La domanda rieccheggia di nuovo
inevitabile.
Assieme alla domanda - ossessiva,
annoiata, rituale, neccessaria – circolano anche alcune risposte
nei vari forum musicali.
Qualcuno ritiene che queste classifiche
dovrebbero avere essenzialmente una funzione semaforica: dovrebbero
cioè suggerire il via libera o lo stop all'ascolto di un disco visto
l'impossibilità comune del scegliere nel marasma musicale odierno.
Qualcun'altro pensa che la funzione sia essenzialmente giudicante,
una sorta di tribunale estetico in cui si emettono sentenze e si
eseguono condanne (tanti mettono pure le classifiche dei peggiori
dischi dell'anno).
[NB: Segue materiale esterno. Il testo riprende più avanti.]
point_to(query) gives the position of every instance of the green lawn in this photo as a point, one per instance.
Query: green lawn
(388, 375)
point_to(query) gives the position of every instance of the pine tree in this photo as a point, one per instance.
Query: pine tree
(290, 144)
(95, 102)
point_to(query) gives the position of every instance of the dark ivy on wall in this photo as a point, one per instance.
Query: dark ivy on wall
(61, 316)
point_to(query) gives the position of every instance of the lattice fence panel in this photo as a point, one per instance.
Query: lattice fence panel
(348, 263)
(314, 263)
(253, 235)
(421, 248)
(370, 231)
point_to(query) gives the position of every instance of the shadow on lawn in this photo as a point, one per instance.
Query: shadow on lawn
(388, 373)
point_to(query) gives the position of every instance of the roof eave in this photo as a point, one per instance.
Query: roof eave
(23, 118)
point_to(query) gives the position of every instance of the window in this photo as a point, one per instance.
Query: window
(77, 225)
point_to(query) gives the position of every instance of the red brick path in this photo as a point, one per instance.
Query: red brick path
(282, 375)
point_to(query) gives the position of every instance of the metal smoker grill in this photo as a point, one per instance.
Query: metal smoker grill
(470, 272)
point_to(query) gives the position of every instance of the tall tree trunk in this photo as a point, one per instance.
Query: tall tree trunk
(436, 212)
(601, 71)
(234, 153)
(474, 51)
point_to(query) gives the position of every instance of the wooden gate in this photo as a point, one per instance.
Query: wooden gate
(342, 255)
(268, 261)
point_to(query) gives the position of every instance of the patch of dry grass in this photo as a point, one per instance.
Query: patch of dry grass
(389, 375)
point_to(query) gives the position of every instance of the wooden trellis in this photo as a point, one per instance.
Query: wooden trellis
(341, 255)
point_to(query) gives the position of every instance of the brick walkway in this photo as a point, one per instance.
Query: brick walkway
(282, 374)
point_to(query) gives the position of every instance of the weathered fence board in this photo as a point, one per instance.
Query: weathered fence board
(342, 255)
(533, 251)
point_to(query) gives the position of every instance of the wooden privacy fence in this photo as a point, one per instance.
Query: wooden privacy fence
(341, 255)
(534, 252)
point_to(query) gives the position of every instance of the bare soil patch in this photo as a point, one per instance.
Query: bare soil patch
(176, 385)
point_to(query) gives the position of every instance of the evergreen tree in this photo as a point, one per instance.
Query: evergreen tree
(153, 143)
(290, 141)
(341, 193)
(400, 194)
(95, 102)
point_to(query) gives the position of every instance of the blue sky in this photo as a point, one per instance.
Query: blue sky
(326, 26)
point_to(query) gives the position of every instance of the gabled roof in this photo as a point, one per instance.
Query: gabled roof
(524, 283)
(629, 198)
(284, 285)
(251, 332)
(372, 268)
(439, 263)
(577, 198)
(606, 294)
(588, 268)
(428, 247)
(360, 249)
Qualcun'altro ancora pensa che siano un momento di
mediazione tra l'autore e il suo pubblico. Chi solo un gioco...e si
potrebbe continuare.
E chi non ama nessuna di queste figure?
Chi non si ritrova ne nei panni di un
semaforo ne di un giudice, ne in quelli di un mediatore. Che fa?
Rinuncia? Decide di fare altro? Si iscrive al partito del “ quelli
sì che erano tempi”?
Io semplicemente penso che non serva
fare playlist per parlare del suono attuale. Penso che oggi non serva
tanto fare da mediazione tra l' autore e l'ascoltatore (entità oggi
quanto mai fantasmatiche) quanto piuttosto tra il mondo e il senso.
Il suono sta li nel mezzo. E chi “scrive” di musica dovrebbe
essere colui che tesse relazioni tra l'uno e l'altro. O che proietta
l'uno sull'altro. O genera l'uno a partire da l'altro.
Per farlo deve saper ascoltare oltre.
Deve rivelare ciò che in genere non viene rivelato.
Consapevole comunque di rivelare una
parzialità infinitamente piccola di un mondo che contiene
un'infinità di mondi.
Non c'è via d'uscita: per me la
playlist di fine anno è impossibile stillarla.
Non mi resta che continuare a muovermi
attraverso il suono fra il mondo e il senso senza pretendere di
sapere una volta per tutte dove sto andando. Ma senza mai dimenticare
che se nel mio orizzonte resta solo il suono (e non c'è il mondo, e
non c'è il senso) forse è meglio che smetta di trasmettere e scrivere di musica.